Letter to a Young Baptist

Dear Baptist Reviewer,

Thanks very much for your interest in Letters to a Young Calvinist: An Invitation to the Reformed Tradition–and for taking the time to read my little tome of missives. I really appreciate that you’re willing to engage the book. In many ways, it was written with you in mind. I know we don’t cross paths all that often: I inhabit a Reformed world that doesn’t tend to intersect with your corner of “Reformedom.” I knew the book was a bit of a risk and a wager in that regard: an attempt to build bridges where they either don’t exist, or at least strengthen collaboration where such bridges remain rather ramshackle, precarious rope-and-sticks connections.

So I really do appreciate your review, and I’m grateful for the positive things you have to say about the book, despite our obvious differences.

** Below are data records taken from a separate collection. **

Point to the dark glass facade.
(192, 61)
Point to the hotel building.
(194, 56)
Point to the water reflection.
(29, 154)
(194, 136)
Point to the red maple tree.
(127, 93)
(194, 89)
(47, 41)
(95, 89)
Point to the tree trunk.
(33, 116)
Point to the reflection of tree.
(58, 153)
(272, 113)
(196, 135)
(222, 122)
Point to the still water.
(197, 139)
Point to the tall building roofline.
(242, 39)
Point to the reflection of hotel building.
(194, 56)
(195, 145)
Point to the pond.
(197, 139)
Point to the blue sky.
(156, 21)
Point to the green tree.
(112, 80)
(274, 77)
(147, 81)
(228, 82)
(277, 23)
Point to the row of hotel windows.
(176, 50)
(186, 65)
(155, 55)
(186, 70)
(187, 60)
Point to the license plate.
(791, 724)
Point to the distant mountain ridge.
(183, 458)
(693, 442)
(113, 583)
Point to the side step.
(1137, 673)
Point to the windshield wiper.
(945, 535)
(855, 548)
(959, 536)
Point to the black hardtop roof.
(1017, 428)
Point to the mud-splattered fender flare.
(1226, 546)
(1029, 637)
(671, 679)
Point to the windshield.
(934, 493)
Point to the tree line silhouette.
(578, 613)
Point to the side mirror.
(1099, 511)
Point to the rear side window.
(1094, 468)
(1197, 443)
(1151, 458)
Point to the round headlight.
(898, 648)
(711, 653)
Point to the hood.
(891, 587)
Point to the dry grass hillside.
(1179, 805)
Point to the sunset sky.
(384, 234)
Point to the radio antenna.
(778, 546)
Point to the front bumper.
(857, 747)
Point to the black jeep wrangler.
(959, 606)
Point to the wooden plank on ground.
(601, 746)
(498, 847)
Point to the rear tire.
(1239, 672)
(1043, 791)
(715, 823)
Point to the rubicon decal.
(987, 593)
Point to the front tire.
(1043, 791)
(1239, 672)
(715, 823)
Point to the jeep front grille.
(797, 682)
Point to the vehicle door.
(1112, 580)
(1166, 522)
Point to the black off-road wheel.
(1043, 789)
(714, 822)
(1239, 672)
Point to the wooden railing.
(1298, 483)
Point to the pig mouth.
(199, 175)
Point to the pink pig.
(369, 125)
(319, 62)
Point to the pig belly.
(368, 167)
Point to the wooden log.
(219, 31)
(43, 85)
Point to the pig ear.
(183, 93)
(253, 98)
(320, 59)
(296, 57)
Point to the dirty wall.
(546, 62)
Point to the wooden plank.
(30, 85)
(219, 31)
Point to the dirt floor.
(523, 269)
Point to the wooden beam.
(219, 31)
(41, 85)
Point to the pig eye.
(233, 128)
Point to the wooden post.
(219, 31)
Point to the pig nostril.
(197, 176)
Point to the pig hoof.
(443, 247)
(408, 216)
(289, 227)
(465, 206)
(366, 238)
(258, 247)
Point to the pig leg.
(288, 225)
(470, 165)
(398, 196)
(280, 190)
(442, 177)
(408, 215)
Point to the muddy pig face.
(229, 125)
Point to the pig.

I tried hard to write the book in a pastoral tone, with an intentional concern about pedagogy: that’s why the letters are arranged in a way to bring the reader slowly through what constitutes a cumulative argument about the shape of the Reformed tradition.

And as you rightly note, there is an argument there: I am admittedly pushing back a bit on the so-called “resurgence of Reformed theology,” pressing the issue of just what counts as “Reformed.” But please note, I’m not doing so in order to call in the “truly Reformed” police force, but because I genuinely think there are aspects of the Reformed theological heritage that have been underappreciated by the young Baptist crowd enthusiastic about TULIP. Reformed theology is a many-splendored thing, and my goal is not to draw new boundaries and issue official “Reformed identity” cards. (Believe me, if the “truly Reformed” police get called in, you and I are both getting thrown in the paddy wagon.) Rather, my hope was that, by showing you new and unfamiliar sides of the Reformed tradition, you might find treasures that were buried still deeper than the TULIP bulbs.

As I said, this is the argument of the book. And if I had one wish, it would be that your review might have treated the book as an argument. As it stands, your review tends to simply treat this as a matter of taste, a matter of preference. So rather than criticizing the argument, you tend to simply point out where, “as a Baptist,” you “disagree.” Or you simply signal for your readers where I “cross the line,” or where I diverge from what “counts” as Reformed in your orbit.

But let me just say, for the future, that what would be most helpful is not simply pointing out where you disagree–since that’s no surprise and doesn’t really advance the conversation. What would be interesting to hear is how and why you disagree–and, more importantly, how you would begin to refute the argument the book is trying to make. I would welcome that , not because I love polemics (well, I do a little bit, but I’m not proud of the fact. 😉 but because I think you’ll better serve our readers–both of your review and my book–by engaging the argument rather than simply naming “positions.”

My hope is that Letters to a Young Calvinist could be the beginning of a conversation, rather than a conversation stopper. And so I write with that goal in mind. I hope you’ll receive this letter in that spirit.